Our visits to Labrador are always on a Sunday when no one else is around. On these occasions, Dad drives into town and parks opposite in the grounds of the colonial hospital. Labrador – a strange name for a building. Mum says it's also the name of a dog that lives on a rocky island off the coast of Canada. But my Labrador is the four-storey terrace building where Dad has his dental surgery.

Sometimes, we see a scruffy old lady with a pile of canvas bags, camped outside Labrador. Dressed in sand shoes, a full-length dark coat and a green tennis shade, she scares me, especially when she shouts out strange words.

'She's speaking Shakespeare,' Dad says. 'She went to the university and lost her marbles.'

I hold my breath as I run past her, to avoid breathing in her smelly old socks.

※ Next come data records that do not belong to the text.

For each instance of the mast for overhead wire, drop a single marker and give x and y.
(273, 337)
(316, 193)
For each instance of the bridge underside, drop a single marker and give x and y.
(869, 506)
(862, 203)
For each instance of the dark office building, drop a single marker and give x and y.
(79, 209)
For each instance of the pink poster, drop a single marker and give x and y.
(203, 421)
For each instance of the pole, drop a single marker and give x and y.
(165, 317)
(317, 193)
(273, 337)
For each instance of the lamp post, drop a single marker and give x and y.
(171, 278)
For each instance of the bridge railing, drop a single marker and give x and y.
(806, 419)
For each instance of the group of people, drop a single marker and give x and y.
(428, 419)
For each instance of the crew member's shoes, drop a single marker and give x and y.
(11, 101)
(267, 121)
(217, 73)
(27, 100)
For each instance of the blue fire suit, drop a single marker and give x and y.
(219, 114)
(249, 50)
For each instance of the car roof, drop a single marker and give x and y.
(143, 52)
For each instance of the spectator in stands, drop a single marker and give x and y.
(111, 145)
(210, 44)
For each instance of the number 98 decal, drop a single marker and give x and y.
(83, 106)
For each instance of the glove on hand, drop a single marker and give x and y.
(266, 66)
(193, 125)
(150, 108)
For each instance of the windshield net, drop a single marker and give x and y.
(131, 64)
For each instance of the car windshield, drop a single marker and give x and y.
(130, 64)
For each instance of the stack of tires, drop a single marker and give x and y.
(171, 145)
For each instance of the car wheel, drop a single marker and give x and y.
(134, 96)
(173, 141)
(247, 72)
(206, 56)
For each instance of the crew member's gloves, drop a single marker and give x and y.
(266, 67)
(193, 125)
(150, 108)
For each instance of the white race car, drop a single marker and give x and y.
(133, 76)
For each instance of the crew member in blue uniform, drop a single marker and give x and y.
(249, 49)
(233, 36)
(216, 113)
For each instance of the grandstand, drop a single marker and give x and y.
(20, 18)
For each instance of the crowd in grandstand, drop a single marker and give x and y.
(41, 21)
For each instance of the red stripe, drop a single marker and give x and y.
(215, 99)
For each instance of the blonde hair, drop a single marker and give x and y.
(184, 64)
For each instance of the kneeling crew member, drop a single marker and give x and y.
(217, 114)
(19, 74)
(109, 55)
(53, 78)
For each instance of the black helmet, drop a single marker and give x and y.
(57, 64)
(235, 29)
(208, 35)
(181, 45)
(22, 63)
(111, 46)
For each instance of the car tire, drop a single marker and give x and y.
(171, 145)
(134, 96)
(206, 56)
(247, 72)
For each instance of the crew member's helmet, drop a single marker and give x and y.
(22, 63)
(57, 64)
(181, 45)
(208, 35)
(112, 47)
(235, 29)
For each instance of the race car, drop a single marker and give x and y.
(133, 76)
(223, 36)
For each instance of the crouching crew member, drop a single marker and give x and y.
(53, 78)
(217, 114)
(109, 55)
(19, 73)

The building has an old-fashioned cage lift of ornate iron work. After we press the black metal button, the lift comes clanging down from the top floor and shudders to a stop at the ground floor. You pull down on the iron door handle and step inside an open cage that ascends slowly, past all the other tenants, their doors locked on Sunday.

Once inside the surgery, we always make a circuit around the benches, picking up the tiny brown pottery jars and fingering the neatly laid out rows of spikey instruments. Dad lets us mix the amalgam for the fillings, putting the liquid mercury into a china bowl and crushing it with the pestle. The mercury breaks into tiny little droplets that dance around the bottom of the bowl, until he adds some extra ingredient to form a silvery lump.

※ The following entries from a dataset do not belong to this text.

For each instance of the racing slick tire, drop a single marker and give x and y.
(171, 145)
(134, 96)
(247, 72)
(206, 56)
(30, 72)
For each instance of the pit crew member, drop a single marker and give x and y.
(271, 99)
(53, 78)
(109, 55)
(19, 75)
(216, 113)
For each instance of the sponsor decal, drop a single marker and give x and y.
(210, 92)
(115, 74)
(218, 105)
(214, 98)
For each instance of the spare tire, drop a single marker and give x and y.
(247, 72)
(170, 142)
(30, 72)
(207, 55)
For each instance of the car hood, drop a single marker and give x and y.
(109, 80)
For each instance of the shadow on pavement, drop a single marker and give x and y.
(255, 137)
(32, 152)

I climb into the dentist's chair, like queen of the realm, while my sister pumps the foot pedal to send me upwards. The drill has a shrill, noisy motor and Dad ties a ball of cotton wool onto the rotating wire and tell us to 'watch the rabbit going around'. One Sunday I need a filling and Dad asks me to be the guinea pig to try out his new drill. He has just acquired a thrilling new-fangled model that makes a fast whizzing noise and sprays water at the same time. It's all over so quickly. I am always encouraged to be very brave and to this day my dentist can't believe how calm I am in the chair.

Then, one day Dad breaks the news that Labrador has been bought by the bank and is to be bulldozed. In 1958, the site was subsumed for a massive commercial development in the heart of Sydney. Out of the rubble of old Labrador, rose the headquarters of the Reserve Bank of Australia at the corner of Macquarie Street and Martin Place. The eccentric old lady we used to see outside the building, turned out to be the well-known eccentric, Bea Miles, whose life was depicted by Kate Grenville in her novel, Lilian's Story.